Not a target, but a cure
The League for Programming Freedom site at MIT offers a wealth of information about the patents problem and how it affects software development. The LPF predictably opposes software patents altogether, but the information on its site about the use and abuse of patents is interesting even if you don’t share their views.
To protect themselves against the patent avalanche, large companies seem to be filing for patents on everything imaginable. The strategy is to use patents as legal weapons against the dubious patents of others, but this practice is only serving to make the problem worse. Patent portfolios are being created mainly as a means of defense, but some developers have begun to worry about what could happen to the open source movement if companies decide to try to enforce their patents — which exist for Save As commands, multicolored option lists, and other code elements — against software projects like Linux.

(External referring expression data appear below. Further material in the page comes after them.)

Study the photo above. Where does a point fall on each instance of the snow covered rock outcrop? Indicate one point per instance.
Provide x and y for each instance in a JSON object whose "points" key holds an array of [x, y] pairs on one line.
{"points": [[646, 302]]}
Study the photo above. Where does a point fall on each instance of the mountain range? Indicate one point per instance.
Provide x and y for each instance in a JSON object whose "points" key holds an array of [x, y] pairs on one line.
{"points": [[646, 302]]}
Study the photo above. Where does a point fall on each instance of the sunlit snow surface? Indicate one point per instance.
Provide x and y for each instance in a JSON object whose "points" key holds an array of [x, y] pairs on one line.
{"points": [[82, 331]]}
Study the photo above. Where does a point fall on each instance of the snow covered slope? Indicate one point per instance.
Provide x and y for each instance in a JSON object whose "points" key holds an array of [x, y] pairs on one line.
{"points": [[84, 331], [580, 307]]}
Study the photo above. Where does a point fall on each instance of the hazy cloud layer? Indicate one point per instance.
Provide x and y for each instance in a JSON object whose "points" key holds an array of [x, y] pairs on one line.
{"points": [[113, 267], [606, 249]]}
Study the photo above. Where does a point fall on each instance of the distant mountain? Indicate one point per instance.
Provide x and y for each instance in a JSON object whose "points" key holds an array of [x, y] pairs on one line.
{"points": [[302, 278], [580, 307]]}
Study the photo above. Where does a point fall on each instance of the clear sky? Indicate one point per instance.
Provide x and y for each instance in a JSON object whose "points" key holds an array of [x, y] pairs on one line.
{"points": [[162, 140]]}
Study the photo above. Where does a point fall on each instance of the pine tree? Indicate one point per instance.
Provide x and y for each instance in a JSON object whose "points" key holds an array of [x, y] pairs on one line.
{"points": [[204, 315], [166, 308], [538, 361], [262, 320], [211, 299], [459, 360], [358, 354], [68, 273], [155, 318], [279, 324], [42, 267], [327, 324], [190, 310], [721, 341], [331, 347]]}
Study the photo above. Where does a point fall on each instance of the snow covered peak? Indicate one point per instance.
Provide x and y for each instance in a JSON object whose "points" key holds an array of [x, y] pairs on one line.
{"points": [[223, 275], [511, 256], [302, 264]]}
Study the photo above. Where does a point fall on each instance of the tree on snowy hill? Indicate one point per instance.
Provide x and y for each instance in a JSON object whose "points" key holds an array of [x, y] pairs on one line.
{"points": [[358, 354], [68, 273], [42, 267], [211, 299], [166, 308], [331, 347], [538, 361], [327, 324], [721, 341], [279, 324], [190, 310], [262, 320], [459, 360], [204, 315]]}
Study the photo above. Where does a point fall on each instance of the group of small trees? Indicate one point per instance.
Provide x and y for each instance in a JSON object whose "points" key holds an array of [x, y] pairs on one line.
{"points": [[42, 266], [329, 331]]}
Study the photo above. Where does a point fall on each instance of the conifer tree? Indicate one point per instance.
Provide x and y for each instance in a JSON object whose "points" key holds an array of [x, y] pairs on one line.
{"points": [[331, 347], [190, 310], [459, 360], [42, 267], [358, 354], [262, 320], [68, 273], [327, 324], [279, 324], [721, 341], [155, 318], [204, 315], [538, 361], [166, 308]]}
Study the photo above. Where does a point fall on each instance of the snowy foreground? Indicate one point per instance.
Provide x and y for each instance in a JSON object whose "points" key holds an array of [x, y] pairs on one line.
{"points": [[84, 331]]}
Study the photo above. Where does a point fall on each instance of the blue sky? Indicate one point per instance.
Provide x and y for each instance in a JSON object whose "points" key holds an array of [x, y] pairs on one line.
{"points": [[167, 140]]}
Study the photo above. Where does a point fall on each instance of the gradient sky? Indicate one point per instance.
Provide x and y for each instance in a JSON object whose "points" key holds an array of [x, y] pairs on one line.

Is that likely? I don’t think so. Some of the companies that hold large patent portfolios (most notably IBM) have already positioned themselves strongly in support of open source software, and they’re likely to defend open-source projects. Because of the open, collaborative nature of open-source efforts and the peer-recognition culture behind them, many open-source projects maintain detailed logs of who did what and when, and where further information about the techniques and algorithms used can be found. Those logs may be some of the best documented proof of previous art that can be used in court to challenge questionable patent claims. Open-source software would not become the target of the patent craze, but a good part of the cure.
Curbing the craze
The windowing technique patented by McDonnell Douglas interprets years expressed in two digits as belonging to century 2000 if the value is less than a specific, context-dependent threshold. For example, “15” is interpreted as “2015” instead of “1915,” while “90” is interpreted as “1990.” Windowing is a popular fix for Y2K problems because it is simple to understand and often easier to implement than other kinds of fixes.
Is the patent on windowing valid? That will be for the courts to decide. The U.S. lacks administrative procedures to challenge a patent after it has been granted, so the issue must be resolved in court.
Meanwhile, companies that have used the windowing technique are legally bound to comply with the conditions set forth by the patent holder. Abandoning the software or implementing a different fix so close to the dreaded Y2K date is out of the question. Neither the lack of knowledge about a filed patent nor the intention to challenge it is a legal basis for infringement. Analysts contacted by CNET predict that larger companies will just pay the fees and write them off as part of their Y2K compliance expenses, but smaller companies may want to fight the patent in court.
Even if the patent on windowing is valid, pursuing its enforcement so close to a global death-march deadline seems like placing the sword at the throat of someone who’s already against the wall. It has the sour taste of extortion about it. It’s far from clear if and how society can benefit from patents like this.
There’s a chance that the Fortune 500 giants will join with the smaller companies to try to set legal precedent against dubious patents. Maybe Y2K will mark in more than one way the beginning of the end of the patent craze.